Um encontro de idosos num ambiente de medicina. Ou melhor, uma interação de pessoas experientes, prudentes e pragmáticas. O paciente é LPD, um homem de 79 anos que há anos deixou de trabalhar. O médico é o Dr. EKR que completou 80 anos com festa num apressado intervalo do horário de expediente no ambulatório do hospital.

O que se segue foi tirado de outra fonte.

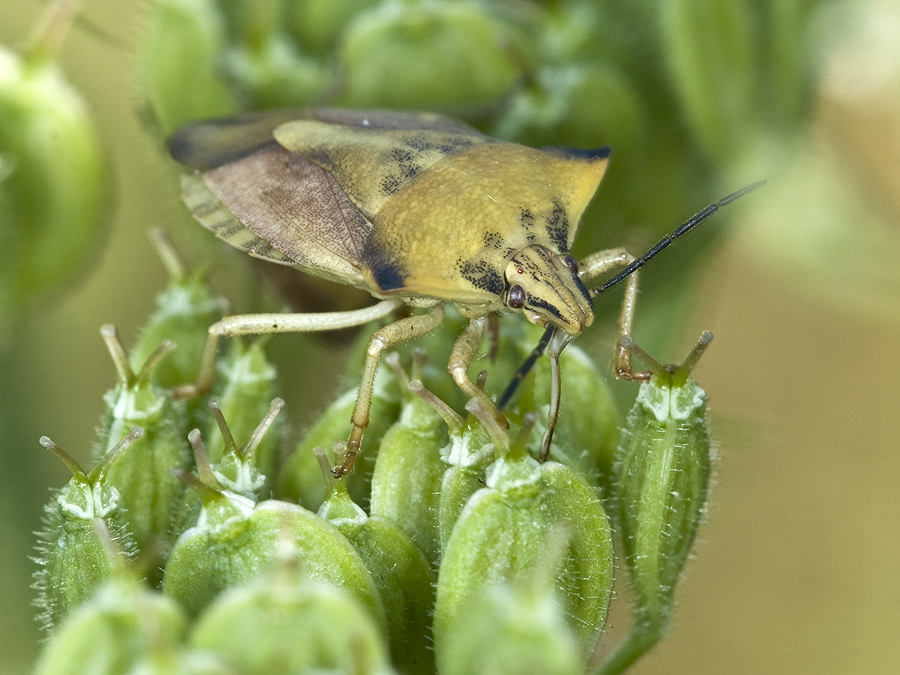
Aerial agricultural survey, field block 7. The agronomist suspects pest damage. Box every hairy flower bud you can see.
[599,332,712,675]
[35,427,143,628]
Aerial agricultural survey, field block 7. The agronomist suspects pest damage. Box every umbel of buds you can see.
[600,331,712,674]
[28,237,710,675]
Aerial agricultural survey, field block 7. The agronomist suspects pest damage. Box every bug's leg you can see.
[578,248,650,381]
[334,305,444,477]
[447,317,509,429]
[175,300,403,398]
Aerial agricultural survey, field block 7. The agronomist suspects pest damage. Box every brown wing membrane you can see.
[185,144,372,288]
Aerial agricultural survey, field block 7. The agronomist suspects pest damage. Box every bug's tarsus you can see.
[591,180,766,296]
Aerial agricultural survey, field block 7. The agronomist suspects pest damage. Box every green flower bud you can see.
[0,3,109,342]
[225,35,329,109]
[129,229,227,390]
[441,564,584,675]
[35,573,190,675]
[137,0,237,135]
[492,62,644,154]
[173,398,284,535]
[433,404,612,671]
[659,0,762,161]
[428,394,494,551]
[35,427,143,628]
[163,420,387,635]
[98,325,190,552]
[205,337,282,486]
[599,332,712,675]
[530,345,619,488]
[340,0,519,108]
[279,364,400,509]
[286,0,382,54]
[316,444,436,675]
[371,352,447,564]
[190,553,393,675]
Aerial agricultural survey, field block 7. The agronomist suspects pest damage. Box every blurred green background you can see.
[0,0,900,674]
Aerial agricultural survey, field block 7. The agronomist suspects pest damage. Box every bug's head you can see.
[506,245,594,337]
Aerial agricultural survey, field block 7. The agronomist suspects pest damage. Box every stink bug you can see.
[169,108,755,475]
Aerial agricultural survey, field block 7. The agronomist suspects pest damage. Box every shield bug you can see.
[169,108,754,475]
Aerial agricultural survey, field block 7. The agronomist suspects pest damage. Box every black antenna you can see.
[497,326,556,412]
[591,180,766,297]
[497,180,766,411]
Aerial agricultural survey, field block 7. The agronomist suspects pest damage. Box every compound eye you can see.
[506,284,525,309]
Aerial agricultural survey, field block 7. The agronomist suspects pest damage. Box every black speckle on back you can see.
[369,256,407,291]
[545,201,569,253]
[458,260,506,297]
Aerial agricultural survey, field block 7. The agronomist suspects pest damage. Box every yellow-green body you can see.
[170,109,609,335]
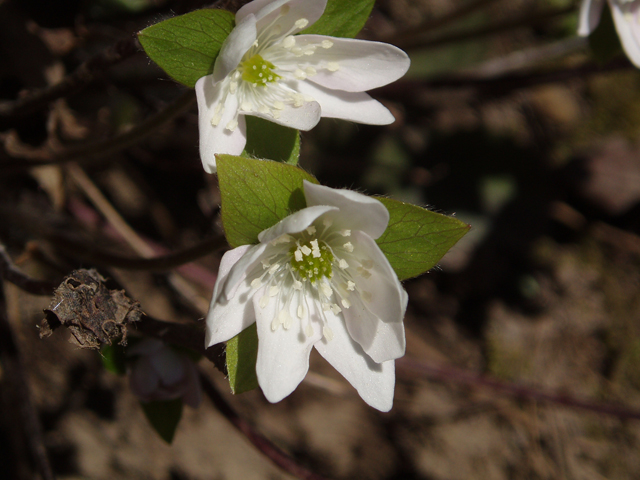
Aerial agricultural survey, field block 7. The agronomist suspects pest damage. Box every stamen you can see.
[322,325,333,342]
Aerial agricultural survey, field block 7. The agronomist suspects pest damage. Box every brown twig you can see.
[0,244,57,295]
[0,36,140,123]
[396,5,575,50]
[0,281,55,480]
[131,315,227,375]
[382,0,496,45]
[396,357,640,420]
[0,90,195,170]
[200,372,327,480]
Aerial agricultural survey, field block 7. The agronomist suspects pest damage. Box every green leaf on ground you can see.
[100,344,127,375]
[140,398,182,444]
[216,155,318,248]
[376,197,471,280]
[301,0,375,38]
[227,323,258,394]
[243,115,300,165]
[138,9,235,88]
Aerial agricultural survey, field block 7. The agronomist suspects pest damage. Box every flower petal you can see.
[342,231,408,363]
[258,203,338,243]
[297,81,396,125]
[315,311,396,412]
[611,2,640,68]
[578,0,605,37]
[196,75,247,173]
[247,96,322,131]
[205,245,266,348]
[253,287,322,403]
[298,180,389,238]
[212,15,257,85]
[236,0,327,35]
[295,35,411,92]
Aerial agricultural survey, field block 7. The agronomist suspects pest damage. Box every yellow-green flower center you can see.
[240,55,280,87]
[289,240,333,283]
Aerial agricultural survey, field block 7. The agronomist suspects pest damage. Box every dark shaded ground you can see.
[0,0,640,480]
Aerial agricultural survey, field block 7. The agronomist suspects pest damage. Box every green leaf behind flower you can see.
[138,9,235,88]
[216,155,318,248]
[243,115,300,165]
[140,398,182,443]
[226,323,258,394]
[376,198,471,280]
[301,0,375,38]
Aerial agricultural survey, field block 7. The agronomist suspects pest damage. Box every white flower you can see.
[206,181,408,411]
[196,0,409,173]
[578,0,640,68]
[127,338,202,408]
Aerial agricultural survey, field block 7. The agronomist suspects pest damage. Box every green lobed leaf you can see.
[138,9,235,88]
[243,115,300,165]
[376,197,471,280]
[226,323,258,394]
[140,398,182,443]
[216,155,318,248]
[301,0,375,38]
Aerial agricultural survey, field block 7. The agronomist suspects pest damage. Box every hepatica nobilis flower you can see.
[196,0,409,173]
[578,0,640,67]
[206,181,408,411]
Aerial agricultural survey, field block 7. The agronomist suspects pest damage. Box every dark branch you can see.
[397,357,640,420]
[200,372,327,480]
[0,37,140,127]
[0,282,55,480]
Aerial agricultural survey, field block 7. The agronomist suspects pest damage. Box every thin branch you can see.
[373,58,633,100]
[381,0,496,45]
[396,357,640,420]
[396,5,575,50]
[0,36,140,126]
[0,281,55,480]
[0,90,195,170]
[130,315,227,375]
[0,244,58,295]
[200,372,327,480]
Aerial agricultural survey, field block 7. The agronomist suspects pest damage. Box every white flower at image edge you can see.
[127,338,202,408]
[578,0,640,67]
[206,181,408,411]
[195,0,410,173]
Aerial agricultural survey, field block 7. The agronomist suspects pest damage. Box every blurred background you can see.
[0,0,640,480]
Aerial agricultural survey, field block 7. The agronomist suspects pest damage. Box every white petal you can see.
[182,358,202,408]
[611,2,640,68]
[253,287,322,403]
[212,15,257,84]
[258,205,338,243]
[196,75,247,173]
[298,81,396,125]
[296,35,411,92]
[578,0,605,37]
[315,311,395,412]
[211,245,252,308]
[205,245,265,348]
[304,180,389,238]
[250,98,322,131]
[236,0,327,35]
[350,231,406,322]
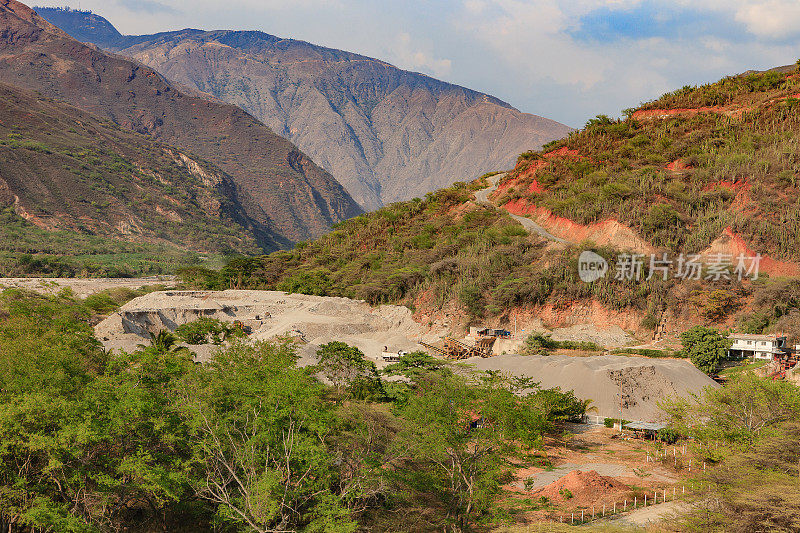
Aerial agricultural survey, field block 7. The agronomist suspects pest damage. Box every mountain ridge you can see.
[0,0,361,250]
[36,10,573,210]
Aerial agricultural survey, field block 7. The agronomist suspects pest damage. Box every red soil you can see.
[631,106,747,120]
[703,180,750,192]
[664,159,694,171]
[534,470,630,505]
[701,227,800,277]
[503,198,652,253]
[544,146,583,159]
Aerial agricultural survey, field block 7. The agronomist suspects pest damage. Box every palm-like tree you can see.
[138,329,188,353]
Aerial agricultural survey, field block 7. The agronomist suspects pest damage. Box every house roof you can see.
[623,422,667,431]
[731,333,785,341]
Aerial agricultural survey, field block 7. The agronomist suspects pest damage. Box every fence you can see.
[558,484,694,526]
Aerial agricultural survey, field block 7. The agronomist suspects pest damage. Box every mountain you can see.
[37,8,571,209]
[184,67,800,340]
[0,0,361,250]
[0,79,265,253]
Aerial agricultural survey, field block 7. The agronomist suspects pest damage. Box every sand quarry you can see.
[89,290,715,421]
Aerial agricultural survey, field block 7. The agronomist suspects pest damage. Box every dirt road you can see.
[0,276,175,298]
[475,174,567,244]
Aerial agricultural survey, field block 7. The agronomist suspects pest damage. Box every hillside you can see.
[0,0,360,250]
[0,80,264,253]
[38,8,571,209]
[181,67,800,340]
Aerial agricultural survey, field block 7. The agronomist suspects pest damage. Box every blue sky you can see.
[38,0,800,127]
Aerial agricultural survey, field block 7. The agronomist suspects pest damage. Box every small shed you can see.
[622,422,667,440]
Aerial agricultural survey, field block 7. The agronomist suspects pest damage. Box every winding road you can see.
[475,174,569,244]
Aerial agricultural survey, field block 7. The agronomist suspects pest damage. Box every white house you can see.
[728,333,787,359]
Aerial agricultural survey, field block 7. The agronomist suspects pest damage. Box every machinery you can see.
[420,337,497,360]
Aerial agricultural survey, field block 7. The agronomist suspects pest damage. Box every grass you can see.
[719,359,769,379]
[0,209,225,278]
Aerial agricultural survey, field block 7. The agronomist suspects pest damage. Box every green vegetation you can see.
[665,372,800,532]
[175,317,246,345]
[500,72,800,259]
[182,184,668,320]
[681,326,733,374]
[611,348,686,358]
[0,209,224,278]
[0,290,588,532]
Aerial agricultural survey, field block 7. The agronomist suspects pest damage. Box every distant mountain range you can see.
[37,8,572,209]
[0,0,362,251]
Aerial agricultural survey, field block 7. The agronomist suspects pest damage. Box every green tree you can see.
[681,326,731,374]
[317,341,384,400]
[663,372,800,446]
[193,342,355,532]
[395,374,580,531]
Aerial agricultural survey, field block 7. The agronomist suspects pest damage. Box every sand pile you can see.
[552,324,635,348]
[464,355,718,422]
[534,470,630,506]
[95,290,440,366]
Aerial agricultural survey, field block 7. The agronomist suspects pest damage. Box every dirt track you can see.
[0,276,175,298]
[475,174,567,243]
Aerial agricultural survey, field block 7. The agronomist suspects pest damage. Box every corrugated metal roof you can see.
[730,333,783,341]
[623,422,667,431]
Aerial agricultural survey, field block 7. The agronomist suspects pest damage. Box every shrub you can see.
[175,317,245,344]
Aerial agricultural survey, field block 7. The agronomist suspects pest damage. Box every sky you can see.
[31,0,800,127]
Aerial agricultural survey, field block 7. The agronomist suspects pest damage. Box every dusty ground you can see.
[0,276,175,298]
[95,290,444,367]
[505,425,690,526]
[464,354,719,422]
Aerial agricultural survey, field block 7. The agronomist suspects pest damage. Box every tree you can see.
[317,341,384,400]
[663,372,800,446]
[681,326,731,374]
[394,374,585,531]
[192,342,355,533]
[523,333,558,355]
[138,329,189,353]
[678,421,800,532]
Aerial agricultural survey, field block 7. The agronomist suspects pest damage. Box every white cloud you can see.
[391,32,453,77]
[736,0,800,39]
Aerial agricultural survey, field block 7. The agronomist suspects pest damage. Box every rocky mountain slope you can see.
[0,83,268,253]
[0,0,360,250]
[34,8,571,209]
[183,69,800,342]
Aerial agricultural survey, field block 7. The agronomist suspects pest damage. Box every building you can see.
[728,333,789,359]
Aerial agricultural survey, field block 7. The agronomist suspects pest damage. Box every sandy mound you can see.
[552,324,636,348]
[465,355,719,422]
[95,290,439,366]
[534,470,630,505]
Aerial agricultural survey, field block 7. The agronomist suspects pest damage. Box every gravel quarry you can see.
[95,290,716,421]
[95,290,444,366]
[463,354,719,422]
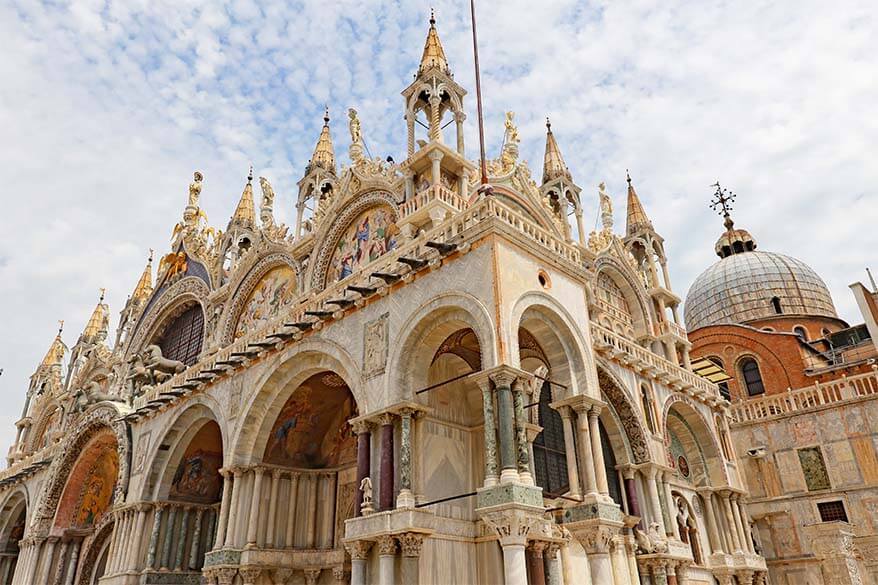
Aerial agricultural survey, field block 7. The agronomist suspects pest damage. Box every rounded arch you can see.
[225,338,369,465]
[595,254,652,337]
[31,404,131,536]
[221,251,302,344]
[597,358,652,464]
[310,189,399,290]
[124,276,210,357]
[509,291,592,398]
[386,293,497,402]
[662,394,728,487]
[140,394,229,501]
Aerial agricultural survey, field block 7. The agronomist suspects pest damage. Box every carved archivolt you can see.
[220,252,301,345]
[124,276,210,357]
[598,367,650,463]
[311,191,399,290]
[30,405,131,536]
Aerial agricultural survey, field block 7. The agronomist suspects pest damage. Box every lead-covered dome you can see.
[685,250,838,331]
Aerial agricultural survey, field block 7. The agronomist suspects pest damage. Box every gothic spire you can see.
[625,171,654,236]
[543,118,572,183]
[229,165,256,229]
[308,106,335,174]
[131,249,153,301]
[418,9,451,75]
[40,321,67,367]
[80,288,110,343]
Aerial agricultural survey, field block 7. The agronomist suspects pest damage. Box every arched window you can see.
[741,358,765,396]
[533,382,570,496]
[771,297,783,315]
[707,356,732,400]
[155,304,204,366]
[640,384,657,434]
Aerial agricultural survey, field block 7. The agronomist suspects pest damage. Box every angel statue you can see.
[348,108,363,144]
[189,171,204,207]
[360,475,375,515]
[505,112,521,144]
[598,182,613,230]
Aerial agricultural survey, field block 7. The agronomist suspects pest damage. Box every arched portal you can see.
[0,491,27,585]
[50,428,120,585]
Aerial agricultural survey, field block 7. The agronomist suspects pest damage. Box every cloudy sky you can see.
[0,0,878,449]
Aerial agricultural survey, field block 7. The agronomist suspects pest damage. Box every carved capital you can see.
[344,540,372,561]
[376,535,396,557]
[396,532,426,557]
[305,568,323,585]
[238,567,262,585]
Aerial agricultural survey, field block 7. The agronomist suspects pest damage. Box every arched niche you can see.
[52,429,119,536]
[223,253,300,343]
[664,396,727,487]
[311,191,400,290]
[262,370,357,469]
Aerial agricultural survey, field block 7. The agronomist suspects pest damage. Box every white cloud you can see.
[0,0,878,452]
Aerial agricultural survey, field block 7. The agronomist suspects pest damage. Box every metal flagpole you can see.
[470,0,493,195]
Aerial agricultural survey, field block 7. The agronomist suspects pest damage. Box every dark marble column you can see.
[625,471,643,526]
[378,414,393,510]
[354,422,372,516]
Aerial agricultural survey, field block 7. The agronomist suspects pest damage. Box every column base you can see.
[500,468,521,483]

LPD é o sexto paciente do dia atendido no sempre lotado ambulatório do hospital universitário e com horários raramente cumpridos. Inexiste possibilidade de cumprimento dos atendimentos dentro dos 15 minutos organizados pela Direção do hospital, exceto no primeiro horário. Aliás, o Dr. EKR orgulha-se da já incorporada à história institucional pontualidade diária da chegada ao ambulatório, jaleco totalmente abotoado, duas canetas no bolso superior, carimbo no inferior direito e estetoscópio pendurado nos ombros, computador já ligado pelo atendente. Podemos acertar o relógio pelo Bom Dia! do Dr. EKR dizem os colaboradores.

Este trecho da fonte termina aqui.